Two clauses do most of the work. First: blocked is illegal without a named unblock owner and action. An agent can’t hide in “blocked” — it either routes the ticket to whoever can unblock it, or it isn’t really blocked. Second: decisions go through structured interactions, not prose. When an agent needs a yes/no, it raises a request_confirmation bound to a plan revision and waits — the board surfaces it as an actual prompt instead of burying “should I proceed?” in a comment nobody sees.

Put those in front of every agent and the board stops accumulating zombies.

The adapter: why my test hire didn’t cost 757K tokens

The token-burn thread and the recurring local-LLM questions point at the same anxiety: agents are expensive if every heartbeat hits a metered API. My agents don’t. They route through a custom adapter:

[{ "packageName": "@arasaka/paperclip-fleet-adapter",
   "type": "arasaka_fleet" }]

Instead of each agent holding its own provider key and billing per call, the fleet adapter hands execution to Hermes, my always-on kernel, which wraps a single Copilot-backed model. One auth, one place to rotate credentials, one place to watch spend — and the per-agent config stays about behaviour, never about secrets. This is also the cleanest answer to “which adapter are you using”: a thin custom one, because routing the whole fleet through one controller beats configuring 27 sets of keys.

If you’re not building an adapter, the same instinct applies — point the fleet at one model endpoint you control, cap the budget per company, and watch the first few hires closely before you let routines run unattended.
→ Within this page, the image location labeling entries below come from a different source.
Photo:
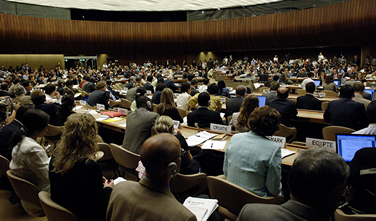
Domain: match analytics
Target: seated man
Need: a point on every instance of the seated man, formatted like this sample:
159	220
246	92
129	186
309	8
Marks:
203	116
139	124
346	112
308	101
151	199
316	182
99	96
252	161
284	106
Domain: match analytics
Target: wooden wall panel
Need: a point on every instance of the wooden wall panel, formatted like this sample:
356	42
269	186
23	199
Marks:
351	23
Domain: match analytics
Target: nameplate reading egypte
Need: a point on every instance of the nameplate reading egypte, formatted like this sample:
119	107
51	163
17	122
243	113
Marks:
220	128
329	144
101	106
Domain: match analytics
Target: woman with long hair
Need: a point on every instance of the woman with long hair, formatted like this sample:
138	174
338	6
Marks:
76	179
164	124
167	105
240	119
29	159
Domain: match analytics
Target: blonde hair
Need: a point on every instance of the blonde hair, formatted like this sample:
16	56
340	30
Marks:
167	97
77	142
163	124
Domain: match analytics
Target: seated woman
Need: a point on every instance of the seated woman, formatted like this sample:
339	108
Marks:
222	90
167	105
29	159
329	84
76	179
240	119
164	124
Projects, repos, and where the work actually lands

On “getting companies into git” and “configuring existing repos”: the company isn’t the thing that maps to a repo — the project is. Each platform is a project inside the company, and the repo is attached at the project level so issues under it inherit the codebase as context. You don’t git init the company; you point projects at repos and let goal ancestry flow the context down to each issue.

For my methodology and platform work, the agents clone and operate on the real repos, run the repo’s own build/test/lint (one of the core skills is literally honor-build-environment — never invent tooling), and open PRs that PRReviewer and DeliveryAssurance gate. The agents don’t get a special sandbox; they get the same repo a human would, and the assurance roles are what make that safe.
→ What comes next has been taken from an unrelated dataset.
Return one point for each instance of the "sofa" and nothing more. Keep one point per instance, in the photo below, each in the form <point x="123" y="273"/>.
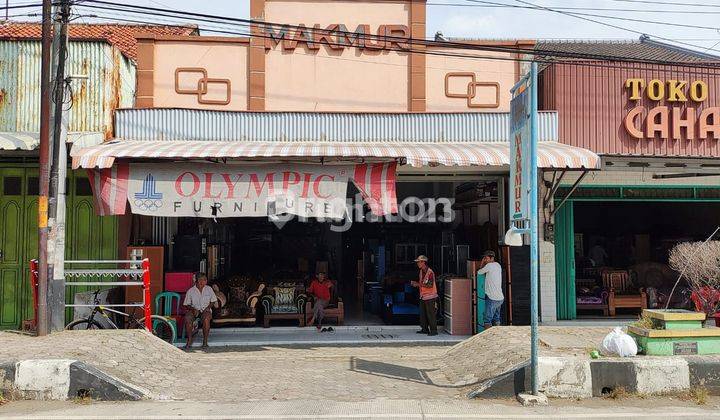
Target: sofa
<point x="284" y="301"/>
What I’d tell you to steal

If you copy four things from this, copy these:

One shared AGENTS.md constitution with a closed set of dispositions and a hard rule that blocked requires a named owner. This alone fixes most stuck-board problems.
The three-file cascade — contract, role, skills-manifest — so role definitions stay tiny and the shared behaviour lives in one place.
Skills in a git repo as the SSOT, referenced by name, not pasted into each agent. It’s your only real defence against drift until inheritance ships natively.
One adapter, one model, one budget. Route the fleet through a single controller so configuration is about behaviour and never about keys — and so a test hire can’t quietly cost you 757K tokens.

None of this is exotic. It’s the same discipline you’d apply to a real team: a clear contract, small job descriptions, a shared playbook, and one person holding the purse. Paperclip just lets the team be agents.

This is the configuration layer under the system I described in Inside My AI Operating System and Part II. If you want the architecture and the operating lessons, start there — this post is the wiring diagram.